Mu Soeng, author of The Heart of the Universe: Exploring the Heart Sutra, explains Buddhism’s “five aggregates” — form, feeling, perception, mental formations, and consciousness. They cause us to cling to a false sense of self and perpetuate the dualistic thinking that the Heart Sutra seeks to help us cut off.
A great many misunderstandings have taken place in interpreting the Buddha’s teaching of anatta or non-self, but it is important to keep in mind that while the Buddha pointed to a lack of an abiding core, he did not deny an existential personality. In other words, things exist but they are not real. For the Buddha, the individual or the personality was a conglomerate of five aggregates or heaps, or skandhas. In and of themselves, these aggregates are a biological or phenomenological system, and out of their interplay a sense of self is born. [This article may help in giving expression to what is meant here.]
The challenge of Buddhist thought and practice is to recognize and separate the sense of self from all assumptions and notions about a permanent, autonomous self. A sense of self is vastly different from a belief in a solid, unchanging self. A sense of self is quite acceptable as a routine existential process embedded in brain structures and linguistic usage. It is not a theological issue. Any discussion of “the self,” on the other hand, becomes a theological discussion sooner rather than later.
As mentioned earlier, these five aggregates are “aggregates of clinging” in that the reified self claims ownership of these aggregates individually and collectively. In both modalities craving or desire attaches itself to these five aggregates and turns them into objects of attachment, thus creating suffering. When examined closely, the workings of the five skandhas constitute a feedback loop that gets more and more elaborate in its self-referentiality.
It is only when we have an illusion of “the self” as a separate entity that we create “the other.”
When the self is seen in this way — as a sense of self, a momentary process rather than an entity — it follows that the “self” of each and every phenomenon in the universe is also likewise constructed. All phenomena are dependently arisen; they too follow the trajectory of generation, stabilization, decay, and dissolution, with no abiding core or substance. It is only when we have an illusion of “the self” as a separate entity that we create “the other.” Both “self” and “other” are acts of imagination — a distorted image, for sure, and one that has disturbing consequences.
To put it another way, dualistic thinking creates competing paradigms: good creates evil and vice versa; “the I” creates “the you” and vice versa; being creates nonbeing and vice versa.

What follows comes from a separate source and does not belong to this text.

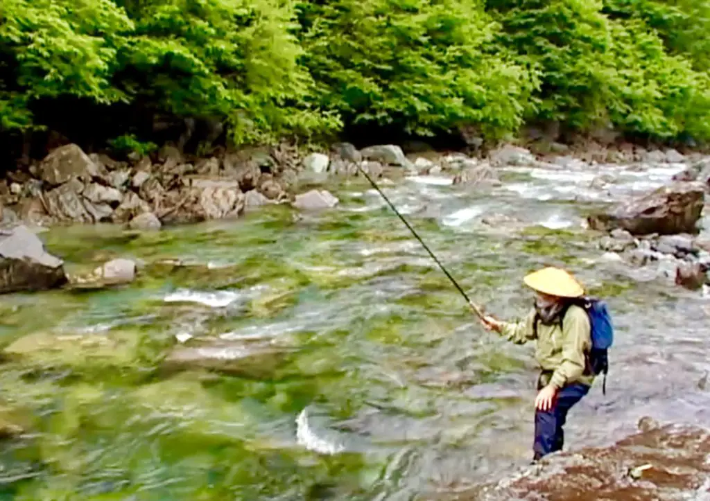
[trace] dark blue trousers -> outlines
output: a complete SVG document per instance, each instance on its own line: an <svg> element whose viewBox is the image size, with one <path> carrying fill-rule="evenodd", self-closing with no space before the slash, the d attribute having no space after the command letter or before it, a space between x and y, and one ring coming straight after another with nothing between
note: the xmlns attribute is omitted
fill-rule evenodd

This problem of self and other is summed up quite elegantly in perhaps the best-known phrase from the medieval Japanese Zen master Dogen in his Shobogenzo: “To study the buddha way is to study the self. To study the self is to forget the self. To forget the self is to be actualized by myriad things.”
This is a holistic paradigm: when the self is not creating the self, it is also not creating the myriad things of the universe apart from the self. Only in that transparency of nothing-being-created is it possible for the self to be awakened by the ten thousand things of the world, because only then does it see its own face in each of those myriad things. That transparency would be impossible if the self were to create itself and the other as two separate entities. Just as the self sees itself as a transitory phenomenon, so does it see each of the ten thousand things of the world; there is no separation in its perception-cognition, and hence there is an awakening to the nonseparation of self and the other.
This is a holistic paradigm: when the self is not creating the self, it is also not creating the myriad things of the universe apart from the self.
On close examination we find each of the aggregates to be a construction put into place by a nexus of causes and conditions. A construct, by definition, is not real in itself because it exists as an effect of causes and conditions. That it can also operate as a causal factor for other effects does not endow it with an own-being or self-nature (svabhava) or an inalienable core. The construct has a certain shape, like a swelling or a bubble, while it exists as an effect, but this shape is only momentary and will change when the underlying causes and conditions change.
The aggregates are to be understood in terms of their relational structures; their existence depends on causes and conditions. In isolation, none of them achieves any degree of self-sufficiency. As a matrix, they all together attain a momentary validity but not substantiality. The matrix may extend beyond the local—temporally and spatially—but does not suggest the stability of the local.
On our television screens these days we see satellite pictures of hurricanes as they march across oceans and continents. We put a name on the hurricane and describe its strength and speed, and it’s easy enough to imagine that this hurricane is a solid entity. But it’s clear from the satellite pictures that the hurricane is constantly changing and shifting; its course is unpredictable and the time of its ripping through an area uncertain. Numerous causes and conditions affect the hurricane’s path and manifestation. Its reality is that of a process undergoing continual change with no abiding core.
Each of the five aggregates is like this; all phenomena in the universe undergo this process. Thus the world of samsara is a shadow play of appearance and change, generation and conversion, nothing solid, nothing abiding. And yet like the hurricane it has tremendous power to do damage.
Excerpted from Mu Soeng’s book, The Heart of the Universe: Exploring the Heart Sutra.